Beam deflection analysis underpins the structural design of everything from machine tool frames and conveyor systems to building floor joists and aircraft wing spars. While finite element analysis handles complex geometries, closed-form beam theory solutions from Euler-Bernoulli beam theory provide fast, accurate answers for standard geometries and loading conditions that cover the vast majority of practical engineering problems.

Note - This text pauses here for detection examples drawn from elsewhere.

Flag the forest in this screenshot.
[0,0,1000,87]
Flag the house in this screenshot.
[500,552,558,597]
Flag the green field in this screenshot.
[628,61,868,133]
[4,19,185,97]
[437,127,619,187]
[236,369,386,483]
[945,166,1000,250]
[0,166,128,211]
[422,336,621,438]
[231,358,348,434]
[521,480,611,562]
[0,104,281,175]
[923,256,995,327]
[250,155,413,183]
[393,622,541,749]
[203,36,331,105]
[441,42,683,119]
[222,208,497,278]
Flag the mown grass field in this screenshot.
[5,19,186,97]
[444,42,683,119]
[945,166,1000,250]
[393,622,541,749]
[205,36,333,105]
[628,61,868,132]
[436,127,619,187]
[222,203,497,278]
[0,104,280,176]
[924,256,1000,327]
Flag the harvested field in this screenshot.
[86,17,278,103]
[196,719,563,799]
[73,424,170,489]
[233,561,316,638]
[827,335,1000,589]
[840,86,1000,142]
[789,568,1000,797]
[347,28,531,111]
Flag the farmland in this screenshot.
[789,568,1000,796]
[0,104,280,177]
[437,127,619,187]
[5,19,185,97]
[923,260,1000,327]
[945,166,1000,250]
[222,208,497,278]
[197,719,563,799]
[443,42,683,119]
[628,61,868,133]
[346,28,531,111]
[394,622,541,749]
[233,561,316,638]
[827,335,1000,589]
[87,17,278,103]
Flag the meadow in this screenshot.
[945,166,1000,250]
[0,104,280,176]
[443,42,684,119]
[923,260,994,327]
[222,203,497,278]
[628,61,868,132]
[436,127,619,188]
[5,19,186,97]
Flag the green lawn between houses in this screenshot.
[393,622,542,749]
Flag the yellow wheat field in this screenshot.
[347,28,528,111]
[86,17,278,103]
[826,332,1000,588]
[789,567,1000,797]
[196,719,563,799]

The AlloyFYI Beam Deflection Calculator implements the standard formulae for the most common boundary conditions and load configurations, automatically computing the section's second moment of area from user-supplied dimensions. By coupling the structural calculation directly to the material database, engineers can instantly see how material substitution — switching from structural steel to 6061-T6 aluminum, for example — affects deflection (which will increase due to lower elastic modulus) and check whether the alloy's yield strength provides adequate margin against the calculated bending stress.

FAQ

What is the difference between bending stress and shear stress in beams?
In a loaded beam, bending stress (σ = M×y/I, where M is bending moment, y is distance from neutral axis, and I is second moment of area) acts horizontally — tension on one face, compression on the other — and is maximum at the extreme fibers. Shear stress (τ = V×Q/(I×b), where V is shear force, Q is first moment of area, and b is section width) acts vertically, is maximum at the neutral axis, and is zero at the extreme fibers. For slender beams (span-to-depth ratio above 10), bending governs design; for deep beams or short cantilevers, shear stress can be critical.
How do I calculate the second moment of area for a hollow rectangular section?
The second moment of area (moment of inertia) for a hollow rectangular section about the neutral axis is I = (BH³ − bh³)/12, where B and H are the outer width and height, and b and h are the inner (void) width and height. Hollow sections are structurally efficient because material is concentrated at the extreme fibers where bending stress is highest, while the web carries shear. This is why I-beams and hollow structural sections (HSS) are preferred over solid rectangles for structural applications where weight minimization is important.
What deflection limits apply to structural beams?
Building codes typically limit live load deflection to span/360 for floor beams (to prevent visible sagging under service load) and total deflection (dead plus live load) to span/240. For crane runway girders and precision equipment support beams, more stringent limits — span/600 to span/1000 — may be specified. These limits are primarily serviceability requirements to prevent cracking of plaster ceilings, misalignment of doors, and aesthetic concerns; the structure may be structurally safe at much higher deflections but fail serviceability requirements at lower loads.
How does moment of inertia scaling affect beam stiffness?
Beam stiffness (and thus deflection resistance) scales with the fourth power of the section depth for equal-width rectangular cross sections, because I = bh³/12. Doubling the depth of a rectangular beam reduces deflection by a factor of eight (since deflection ∝ 1/I). This extremely strong dependence on depth explains why deep, slender beams and I-sections are so structurally efficient: increasing depth is far more effective per unit mass than increasing width, up to the limit where lateral-torsional buckling of the compression flange becomes the governing failure mode.
What is the Euler buckling load and when does it apply?
The Euler critical (buckling) load for a slender column is P_cr = π²EI/(KL)², where E is elastic modulus, I is the minimum second moment of area, L is the column length, and K is the effective length factor (1.0 for pinned-pinned, 0.5 for fixed-fixed, 2.0 for cantilever). Euler buckling is the relevant failure mode only for slender columns (slenderness ratio KL/r above approximately 120 for steel), where elastic instability occurs before yielding. For stocky columns with low slenderness, inelastic buckling or direct compression governs, and the Johnson parabola or Rankine-Gordon formula should be used instead.